Basically to sum it up without rambling on, you are EVERYTHING. You need to excel in every career imaginable. You are a taxi cab (without tips), a hair dresser, a chef, a professional diaper changer, a wardrobe stylist, a therapist, a personal calendar, a nurse, a field trip coordinator, a lunch packer, a math tutor, a carpet cleaning specialist, and an organizing enthusiast.
These may seem like daily chores that every house has. It gets put all on you, because that is your “job”. Be ready for your family to leave stuff out because they know Mom will pick it up tomorrow. Or to not realize your super human skills are just a mirage and you could actually use some help.
That is another factor to think about. Can you ask for help? You’re not helping financially, so don’t you bear all the other responsibilities? Should you feel ashamed if you really want to watch the new episode of Dr. Phil even though the last load of dishes are still “soaking” in the sink? When does your “job” really end for the day? You don’t get to punch out and leave it all behind until tomorrow.

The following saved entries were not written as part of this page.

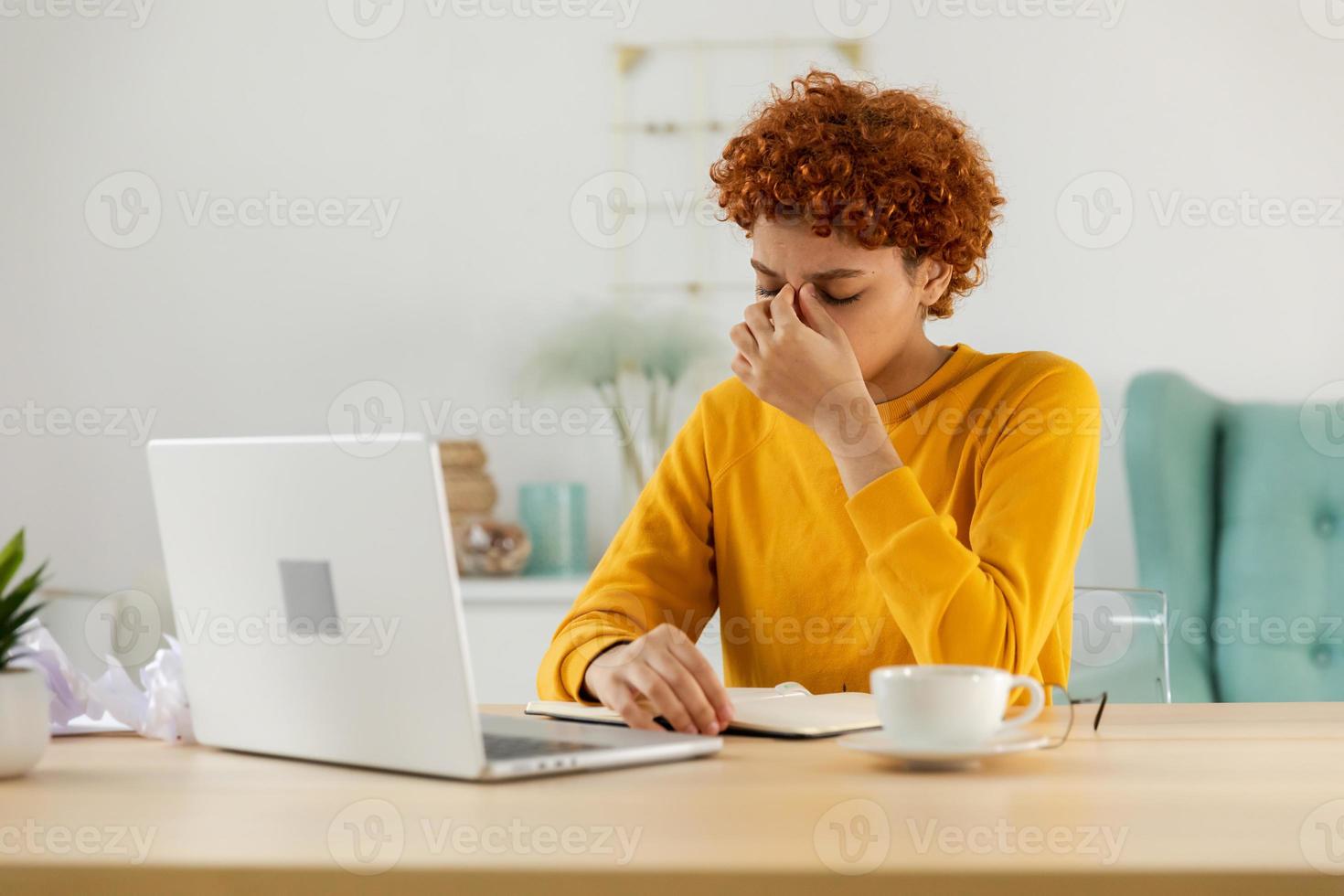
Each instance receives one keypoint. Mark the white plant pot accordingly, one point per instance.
(25, 720)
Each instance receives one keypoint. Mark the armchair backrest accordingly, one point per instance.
(1240, 518)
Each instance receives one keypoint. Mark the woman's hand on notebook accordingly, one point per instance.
(661, 673)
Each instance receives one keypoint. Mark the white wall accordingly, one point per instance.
(485, 126)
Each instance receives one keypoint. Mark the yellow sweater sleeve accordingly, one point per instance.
(997, 601)
(659, 569)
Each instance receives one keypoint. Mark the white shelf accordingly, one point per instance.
(523, 589)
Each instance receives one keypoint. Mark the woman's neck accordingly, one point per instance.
(910, 367)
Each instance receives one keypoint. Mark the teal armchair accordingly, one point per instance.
(1240, 520)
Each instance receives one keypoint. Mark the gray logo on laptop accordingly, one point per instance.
(309, 602)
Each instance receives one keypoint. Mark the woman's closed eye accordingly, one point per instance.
(826, 297)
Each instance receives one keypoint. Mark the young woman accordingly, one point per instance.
(857, 496)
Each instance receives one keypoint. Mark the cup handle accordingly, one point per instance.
(1034, 707)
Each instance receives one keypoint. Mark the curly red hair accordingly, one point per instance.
(882, 166)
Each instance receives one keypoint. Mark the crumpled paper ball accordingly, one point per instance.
(157, 709)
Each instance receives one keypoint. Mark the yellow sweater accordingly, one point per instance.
(964, 555)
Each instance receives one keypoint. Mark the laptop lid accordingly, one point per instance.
(315, 594)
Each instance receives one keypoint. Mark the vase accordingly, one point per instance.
(25, 720)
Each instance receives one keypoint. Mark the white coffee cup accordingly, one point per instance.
(944, 706)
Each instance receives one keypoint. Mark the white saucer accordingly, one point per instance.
(951, 756)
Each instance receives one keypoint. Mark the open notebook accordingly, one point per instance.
(784, 710)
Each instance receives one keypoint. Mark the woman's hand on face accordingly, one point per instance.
(801, 363)
(661, 673)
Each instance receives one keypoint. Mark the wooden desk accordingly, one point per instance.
(1184, 798)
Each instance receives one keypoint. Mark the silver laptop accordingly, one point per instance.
(316, 600)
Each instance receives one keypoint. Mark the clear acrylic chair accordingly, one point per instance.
(1120, 645)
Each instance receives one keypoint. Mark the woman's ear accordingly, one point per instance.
(932, 280)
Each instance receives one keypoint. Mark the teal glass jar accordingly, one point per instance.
(555, 517)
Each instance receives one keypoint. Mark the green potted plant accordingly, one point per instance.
(25, 713)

So, is it easy? That is such an open ended question. Every single SAHM has a different set of obstacles that need to be conquered every day. You need thick skin, and at least 1 hour a day to yourself. Some people think it’s a lazy way to get out of working a 9-5 job. Others come over and wonder what in the world you do all day. You need to be ready to defend yourself against such ridiculous accusations. Or just brush it off. As long as you know how you’re contributing it’s really nobody’s business.
Please also remember the pros of being a SAHP. You don’t have to pay someone to take care if your child, you don’t miss milestones, or games, or choir concerts. You are able to roam the aisles of target because you have the time. You are able to spend your days how you want, you just have to figure out when to get everything done so you can have some fun.
As with everything else, it’s all about balance. Make and follow a schedule. Find time to talk to people over the age of 6. Grab a glass of wine. Dedicate one day to deep cleaning 1 room and just tidy up everywhere else. Also, learn to be crafty! You spend less money when you can make things yourself, and it’s nice to show off sometimes. If you can handle living on 1 income, it’s a pretty cool job to have. At least you won’t be working with people you hate!
So to answer the last question, how do people make it seem so easy?
Well, I will get back to you when I figure it out.